Micelio
T-22324 (09-02-10)Corte Suprema de Justicia · Sala Tutelas2010

Magistrado ponente: Elsy Del Pilar Cuello Calderón

Decreto 2591 de 1991

CORTE SUPREMA DE JUSTICIA 1 República de Colombia Corte Suprema de Justicia PAGE República de Colombia Corte Suprema de Justicia Tutela No. 22324 CORTE SUPREMA DE JUSTICIA SALA DE CASACIÓN LABORAL Magistrada Ponente: ELSY DEL PILAR CUELLO CALDERÓN Tutela No. 22324 Acta No. 03 Bogotá D. C., nueve (9) de febrero de dos mil diez (2010). Resuelve la Corte la acción de tutela interpuesta por Fabio Hincapié Londoño contra la Sala laboral del Tribunal Superior del Distrito Judicial de Cali.

ANTECEDENTES 1-. Para obtener la protección constitucional de los derechos fundamentales a la igualdad y al debido proceso, instauró acción de tutela contra la Corporación mencionada. Como antecedentes de su petición dice que el 8 de octubre de 2007 presentó una demanda contra el Instituto de Seguros Sociales –Pensiones- Seccional Valle del Cauca-, para obtener el reconocimiento del incremento pensional del 14%, a que tiene derecho por tener cónyuge; como pruebas aportó copia de la Resolución 5894 de 1999, carné de afiliación a salud de su esposa, Yolanda Garzón de Hincapié y registro civil de matrimonio, entre otros; el 25 de noviembre de 2008, el Juzgado Primero Laboral del Circuito de Cali condenó al ISS a pagarle el 14% de reajuste sobre el salario mínimo mensual, a partir del 5 de octubre de 2004; el 9 de junio de 2009, la Sala Laboral del Tribunal Superior del Distrito Judicial de Cali revocó la anterior sentencia y absolvió, porque consideró que no se había acreditado la convivencia y la dependencia económica de Yolanda Garzón de Hincapié respecto del accionante; el ad quem incurrió en defecto sustantivo, orgánico o procedimental, porque desconoció las presunciones establecidas en el artículo 66 del Código Civil y fáctico, al desconocer la prueba documental.
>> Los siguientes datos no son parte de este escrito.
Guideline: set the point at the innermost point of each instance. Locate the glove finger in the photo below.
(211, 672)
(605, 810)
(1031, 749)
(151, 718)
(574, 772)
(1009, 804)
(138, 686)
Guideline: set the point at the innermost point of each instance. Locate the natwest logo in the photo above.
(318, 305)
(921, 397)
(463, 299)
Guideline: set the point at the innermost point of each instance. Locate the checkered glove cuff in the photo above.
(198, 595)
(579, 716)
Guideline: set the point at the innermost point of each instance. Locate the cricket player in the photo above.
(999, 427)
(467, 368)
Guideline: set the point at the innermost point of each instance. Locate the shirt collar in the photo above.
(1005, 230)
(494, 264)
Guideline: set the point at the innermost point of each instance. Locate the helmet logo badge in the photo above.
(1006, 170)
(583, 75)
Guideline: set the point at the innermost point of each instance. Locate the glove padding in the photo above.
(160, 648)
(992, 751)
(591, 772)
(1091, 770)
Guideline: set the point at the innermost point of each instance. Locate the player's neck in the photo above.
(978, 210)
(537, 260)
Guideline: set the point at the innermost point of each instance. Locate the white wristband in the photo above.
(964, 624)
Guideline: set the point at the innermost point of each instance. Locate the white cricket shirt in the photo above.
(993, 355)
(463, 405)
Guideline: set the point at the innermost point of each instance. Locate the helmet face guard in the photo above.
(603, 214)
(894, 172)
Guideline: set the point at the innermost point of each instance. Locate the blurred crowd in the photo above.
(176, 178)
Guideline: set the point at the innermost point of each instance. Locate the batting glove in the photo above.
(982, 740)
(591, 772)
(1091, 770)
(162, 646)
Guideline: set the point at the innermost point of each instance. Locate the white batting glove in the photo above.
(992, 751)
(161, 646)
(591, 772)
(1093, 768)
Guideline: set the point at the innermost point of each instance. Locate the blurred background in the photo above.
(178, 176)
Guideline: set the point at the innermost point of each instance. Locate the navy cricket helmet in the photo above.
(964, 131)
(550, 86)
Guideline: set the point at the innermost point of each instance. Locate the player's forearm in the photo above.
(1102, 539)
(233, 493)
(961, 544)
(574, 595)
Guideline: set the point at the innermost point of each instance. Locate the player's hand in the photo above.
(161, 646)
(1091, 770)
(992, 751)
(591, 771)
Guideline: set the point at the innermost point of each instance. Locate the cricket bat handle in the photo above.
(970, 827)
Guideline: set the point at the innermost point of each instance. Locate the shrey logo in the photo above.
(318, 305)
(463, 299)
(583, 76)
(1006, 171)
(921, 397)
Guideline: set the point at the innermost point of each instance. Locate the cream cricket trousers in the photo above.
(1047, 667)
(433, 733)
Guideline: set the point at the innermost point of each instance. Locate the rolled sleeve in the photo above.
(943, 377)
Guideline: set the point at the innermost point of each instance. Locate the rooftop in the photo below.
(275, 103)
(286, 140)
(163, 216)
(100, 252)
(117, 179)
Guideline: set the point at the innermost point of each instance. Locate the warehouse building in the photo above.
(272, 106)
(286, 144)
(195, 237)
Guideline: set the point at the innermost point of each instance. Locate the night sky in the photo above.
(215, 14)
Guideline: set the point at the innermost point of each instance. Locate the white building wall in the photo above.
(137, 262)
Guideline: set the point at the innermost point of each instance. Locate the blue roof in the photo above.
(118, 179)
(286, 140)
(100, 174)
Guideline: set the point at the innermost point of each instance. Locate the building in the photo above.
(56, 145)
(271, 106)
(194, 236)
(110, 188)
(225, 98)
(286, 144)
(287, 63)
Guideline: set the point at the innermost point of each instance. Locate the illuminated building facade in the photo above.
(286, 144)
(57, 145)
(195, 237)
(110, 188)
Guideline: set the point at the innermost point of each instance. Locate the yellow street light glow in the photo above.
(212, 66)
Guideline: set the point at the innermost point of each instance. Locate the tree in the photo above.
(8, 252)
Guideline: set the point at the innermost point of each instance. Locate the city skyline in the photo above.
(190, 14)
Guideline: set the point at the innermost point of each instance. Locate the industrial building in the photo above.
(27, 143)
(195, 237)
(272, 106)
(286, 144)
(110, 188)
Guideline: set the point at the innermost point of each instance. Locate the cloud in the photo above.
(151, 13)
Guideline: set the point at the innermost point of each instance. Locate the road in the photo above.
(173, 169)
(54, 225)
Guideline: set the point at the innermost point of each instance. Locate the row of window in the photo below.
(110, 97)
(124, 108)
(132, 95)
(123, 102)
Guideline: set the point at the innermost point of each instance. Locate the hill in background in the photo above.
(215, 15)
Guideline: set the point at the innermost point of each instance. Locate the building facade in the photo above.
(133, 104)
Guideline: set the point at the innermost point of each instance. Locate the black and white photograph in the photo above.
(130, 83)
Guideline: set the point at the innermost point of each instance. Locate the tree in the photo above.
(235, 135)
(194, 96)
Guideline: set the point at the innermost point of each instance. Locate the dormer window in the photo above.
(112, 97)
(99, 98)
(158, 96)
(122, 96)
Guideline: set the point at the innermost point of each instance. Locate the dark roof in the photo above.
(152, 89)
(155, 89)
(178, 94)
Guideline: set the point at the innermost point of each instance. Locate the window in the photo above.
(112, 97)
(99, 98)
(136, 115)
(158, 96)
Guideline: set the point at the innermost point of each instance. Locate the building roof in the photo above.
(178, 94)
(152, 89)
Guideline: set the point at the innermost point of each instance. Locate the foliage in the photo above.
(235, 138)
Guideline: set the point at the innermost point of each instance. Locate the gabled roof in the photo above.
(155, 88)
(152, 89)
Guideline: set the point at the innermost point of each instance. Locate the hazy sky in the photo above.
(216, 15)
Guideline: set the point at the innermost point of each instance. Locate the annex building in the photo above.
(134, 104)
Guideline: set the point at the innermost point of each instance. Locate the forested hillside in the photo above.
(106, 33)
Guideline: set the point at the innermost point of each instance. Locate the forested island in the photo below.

Por lo anterior solicita el amparo de sus derechos y en consecuencia se condene al ISS a pagarle el incremento pensional por tener cónyuge a cargo. 2.- Esta Sala mediante auto del 28 de enero de 2010, avocó el conocimiento de la tutela y ordenó notificar tanto al accionado como a los demás intervinientes en el proceso ordinario, con el fin de que se pronunciaran sobre los hechos materia de la petición de amparo (folios 19 y 20).

La Secretaría del Juzgado remitió copia de la sentencia proferida el 25 de noviembre de 2008 y la del Tribunal, del 9 de junio de 2009. SE CONSIDERA La vía preferente de la tutela, establecida en el artículo 86 de la C. P., permite a todo ciudadano acudir a la Rama Judicial en busca de una orden que impida un acto amenazante o lo suspenda, siempre que se trate de proteger ciertos y determinados derechos, definidos en la Constitución Política.

Esta Sala ha mantenido el criterio de la improcedencia de la tutela contra providencias o sentencias judiciales, salvo que con las actuaciones u omisiones de los jueces, resulten violados, en forma evidente, derechos constitucionales fundamentales. Pero su procedencia está limitada, primero a aquellas situaciones en las cuales el afectado no disponga de otro medio de defensa judicial, caso en que se convierte en mecanismo principal y, segundo, cuando existiendo otro medio, se utiliza como mecanismo transitorio con el fin de evitar un perjuicio irremediable.

La Corporación ha reiterado que el principio de la inmediatez es una condición de procedencia de la acción de tutela, en orden a garantizar la protección de los derechos que se consideran vulnerados. Si bien es cierto no existe una previsión en cuanto a término alguno, ello no significa que el juez de tutela no pueda rechazarla por el transcurso del tiempo; así, es indispensable estudiar cada caso en particular, siendo necesario que exista una proporcionalidad entre el medio y el fin perseguido, que se efectúe dentro de un término razonable y prudencial, en razón de la misma finalidad de la tutela, en procura de que esta no se convierta en factor de inseguridad jurídica.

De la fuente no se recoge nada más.